In-situ RT-qPCR using an integrated, monolithic silicon chip. (A) A 3D CAD image and cross-section of the clamped sieve. The poly-methyl-methacrylate (PMMA) housing has an opening on top for optical access and at the bottom for thermal access. The monolithic sieve itself is clamped in between a top glass substrate with a clear silicone sheet and a bottom silicon substrate with a Li2000 thermal tape for good thermal contact. More details of the housing and clamp are shown in Fig. S5 (B). The optical signal of the sieve is captured for each cycle during thermal cycling using an in-house developed RT-qPCR set-up resulting in a series of images. (C) Resulting heat-map of the fluorescent signals. An R-script is used to generate a Ct value for every nozzle/well.

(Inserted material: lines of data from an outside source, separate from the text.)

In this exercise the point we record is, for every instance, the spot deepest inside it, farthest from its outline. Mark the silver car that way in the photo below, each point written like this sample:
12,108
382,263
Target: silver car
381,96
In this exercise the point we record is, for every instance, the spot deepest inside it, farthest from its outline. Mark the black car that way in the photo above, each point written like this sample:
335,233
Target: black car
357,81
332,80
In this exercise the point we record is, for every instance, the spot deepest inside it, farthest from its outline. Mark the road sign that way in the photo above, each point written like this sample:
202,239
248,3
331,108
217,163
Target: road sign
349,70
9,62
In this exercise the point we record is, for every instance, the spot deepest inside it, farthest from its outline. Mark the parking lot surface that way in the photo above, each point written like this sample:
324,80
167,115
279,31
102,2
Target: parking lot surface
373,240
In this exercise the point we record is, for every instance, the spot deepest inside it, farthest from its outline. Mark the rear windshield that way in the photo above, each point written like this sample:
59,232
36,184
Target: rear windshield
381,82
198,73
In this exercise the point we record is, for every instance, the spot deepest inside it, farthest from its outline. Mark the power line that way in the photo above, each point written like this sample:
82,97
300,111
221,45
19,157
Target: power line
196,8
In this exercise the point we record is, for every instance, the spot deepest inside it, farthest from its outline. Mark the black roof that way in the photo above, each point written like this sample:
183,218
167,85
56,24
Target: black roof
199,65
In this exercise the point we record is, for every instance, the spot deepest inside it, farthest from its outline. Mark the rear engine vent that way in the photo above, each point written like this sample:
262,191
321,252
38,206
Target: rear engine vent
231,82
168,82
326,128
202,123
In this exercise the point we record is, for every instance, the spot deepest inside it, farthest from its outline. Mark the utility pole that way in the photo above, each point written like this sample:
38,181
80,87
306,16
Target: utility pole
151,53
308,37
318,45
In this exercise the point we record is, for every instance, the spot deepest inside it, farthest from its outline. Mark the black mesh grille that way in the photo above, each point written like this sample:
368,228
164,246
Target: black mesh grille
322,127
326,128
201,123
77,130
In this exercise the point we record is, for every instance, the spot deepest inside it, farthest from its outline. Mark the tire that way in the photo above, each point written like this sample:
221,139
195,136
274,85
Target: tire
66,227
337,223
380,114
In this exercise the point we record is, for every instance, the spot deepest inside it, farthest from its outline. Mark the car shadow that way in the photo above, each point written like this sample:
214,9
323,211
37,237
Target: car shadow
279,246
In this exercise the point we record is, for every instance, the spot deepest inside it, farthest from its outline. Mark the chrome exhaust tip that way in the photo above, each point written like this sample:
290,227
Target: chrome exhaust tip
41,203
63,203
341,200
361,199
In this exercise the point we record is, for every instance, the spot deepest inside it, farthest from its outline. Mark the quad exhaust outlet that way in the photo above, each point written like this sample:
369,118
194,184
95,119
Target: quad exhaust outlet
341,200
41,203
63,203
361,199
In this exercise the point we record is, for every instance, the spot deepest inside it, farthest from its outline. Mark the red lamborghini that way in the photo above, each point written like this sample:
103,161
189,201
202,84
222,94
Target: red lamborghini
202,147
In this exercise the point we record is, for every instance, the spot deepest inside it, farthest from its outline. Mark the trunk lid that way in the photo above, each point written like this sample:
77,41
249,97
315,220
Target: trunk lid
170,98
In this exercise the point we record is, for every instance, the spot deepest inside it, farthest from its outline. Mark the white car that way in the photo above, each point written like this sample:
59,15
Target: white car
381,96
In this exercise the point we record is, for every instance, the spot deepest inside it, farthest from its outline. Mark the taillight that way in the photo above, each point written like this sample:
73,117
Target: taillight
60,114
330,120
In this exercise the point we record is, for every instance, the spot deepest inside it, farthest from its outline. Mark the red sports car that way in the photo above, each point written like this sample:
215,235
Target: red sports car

In the example shown, the median Ct value is 28.2 and the mean Ct value is 29.3, calculated over a total of 701 nozzles. (D) Ct values obtained from the positive clinical samples comparing the rinsing method (mean 28.6) with the in-situ RT-qPCR method (mean 31.1). Note that the shift in Ct value was also apparent in the reference curves (see Fig. S4B). (E) Scatterplot of the individual clinical samples that were positive for both RT-qPCR performed on the non-monolithic sieve with rinsing (x-axis) and monolithic sieve (y-axis) showing a linear relationship. The error bars represent the standard deviation from 2 samples gathered from the same subject at the same time point. (F) Schematic overview of the used protocol for the monolithic version of the impactor. The monolithic sieve is removed from the sample device, followed by adding the master mix. The impactor fills by capillary fluidic movement after which both sides of the sieve are sealed using a PMMA clamp. The sieve with clamp is positioned in the custom thermal cycler for direct, in-situ RT-qPCR. More details of the set-up are shown in Fig. S6.